Arriving home alone was the strangest of sensations. I was totally at loss and with no answer to the million questions from family and friends. I was feeling like I had been kicked in the guts and punched in the heart all at once. Sunny and I had always been together and her not being there was like losing all your limbs and all your vital organs, a sense of total hopelessness and horrendous emptiness all at once. I just so desperately wanted her to come home. After two more days, this descended into me pleading with every entity known to man to just let me know that she was safe.

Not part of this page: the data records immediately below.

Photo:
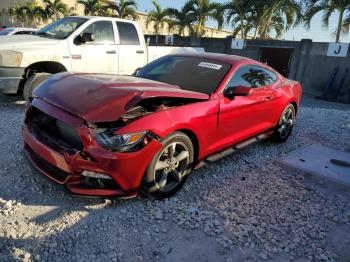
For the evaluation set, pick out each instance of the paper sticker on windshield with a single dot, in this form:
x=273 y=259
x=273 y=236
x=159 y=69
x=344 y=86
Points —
x=210 y=65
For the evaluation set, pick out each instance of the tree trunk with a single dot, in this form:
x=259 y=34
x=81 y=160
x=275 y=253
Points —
x=340 y=22
x=255 y=32
x=199 y=27
x=242 y=29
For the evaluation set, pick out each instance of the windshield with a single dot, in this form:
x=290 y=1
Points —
x=190 y=73
x=62 y=28
x=6 y=31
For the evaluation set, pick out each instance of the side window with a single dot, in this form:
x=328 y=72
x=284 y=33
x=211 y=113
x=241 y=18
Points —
x=103 y=31
x=252 y=76
x=128 y=34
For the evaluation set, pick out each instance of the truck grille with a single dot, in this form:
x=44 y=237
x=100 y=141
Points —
x=53 y=132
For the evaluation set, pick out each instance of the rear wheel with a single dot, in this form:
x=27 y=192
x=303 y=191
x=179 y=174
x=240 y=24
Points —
x=285 y=124
x=169 y=168
x=32 y=83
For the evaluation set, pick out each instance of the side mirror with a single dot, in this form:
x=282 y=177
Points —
x=136 y=71
x=231 y=91
x=86 y=37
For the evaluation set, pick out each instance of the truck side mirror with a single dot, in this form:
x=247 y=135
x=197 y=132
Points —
x=87 y=37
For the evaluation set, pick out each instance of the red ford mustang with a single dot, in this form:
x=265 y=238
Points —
x=107 y=135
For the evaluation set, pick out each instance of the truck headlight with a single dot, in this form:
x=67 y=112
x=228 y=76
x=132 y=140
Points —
x=120 y=143
x=10 y=58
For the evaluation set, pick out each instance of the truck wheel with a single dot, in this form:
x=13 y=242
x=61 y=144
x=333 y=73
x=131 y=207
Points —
x=32 y=83
x=169 y=168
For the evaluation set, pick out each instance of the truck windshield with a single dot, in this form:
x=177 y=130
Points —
x=62 y=28
x=190 y=73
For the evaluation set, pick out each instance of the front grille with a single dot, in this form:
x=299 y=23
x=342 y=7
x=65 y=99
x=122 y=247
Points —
x=47 y=167
x=52 y=132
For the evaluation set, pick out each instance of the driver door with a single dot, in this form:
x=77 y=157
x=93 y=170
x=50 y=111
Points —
x=98 y=56
x=246 y=116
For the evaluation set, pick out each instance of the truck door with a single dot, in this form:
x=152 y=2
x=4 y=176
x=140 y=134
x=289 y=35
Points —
x=99 y=55
x=132 y=48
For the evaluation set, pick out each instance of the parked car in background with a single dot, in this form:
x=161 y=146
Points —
x=80 y=44
x=108 y=135
x=18 y=31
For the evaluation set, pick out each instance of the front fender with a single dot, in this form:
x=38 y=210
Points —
x=199 y=117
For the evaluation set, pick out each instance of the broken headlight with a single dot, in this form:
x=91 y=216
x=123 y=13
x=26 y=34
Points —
x=122 y=143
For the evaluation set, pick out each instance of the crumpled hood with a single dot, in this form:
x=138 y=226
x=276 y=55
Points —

Then five days after I arrived home the knock on the door came. As soon as I opened the door, I knew that the news was bad. But I was in such a level of denial. I had traded my soul to every deity and devil known to man. Offered sacrifices and promised character and personal reformation. I would have traded anything for a return to the moment that we had pulled up at the Monte Carlo. Your mind spins and your thoughts scream what-ifs. Then all hope dies.
I don't remember the words. I'm told no one ever does. But they had found Sunny dead by the side of the rental car deep in the National Park on the shore of Lake Maracaibo. There is a steep hill that looks out across the lake and is supposedly struck by lightning more often than any other place on earth, Sunny was found there. The was a fashioned extended TV Aerial lying a short distance from the car that they supposed had been at one time fixed to the roof of the car. The car had been struck by lightning at least once. I asked if this is how Sunny had died. The officer nodded his head no but didn't want to say more. I pushed even though detail isn't really important at times like that. All the evidence showed that Sunny was on the roof of the car holding the TV Aerial and had been struck by lightning. The strike had knocked her off the roof and when she hit the ground the fall had broken her back. She lived on for two days and what eventually killed her was the sun and dehydration. How's that for Irony? God the comedian strikes again. What killed Sunny was the thing she hated the most, the Sun killed Sunny.
Then the policeman handed me an envelope. Inside it was a photocopy of a note from Sunny meant for me. It had been found in a plastic bag tied to a nearby bush.
"Sorry Stormy but you know this is the way I wanted to go. I love you Stormy but we're just too different".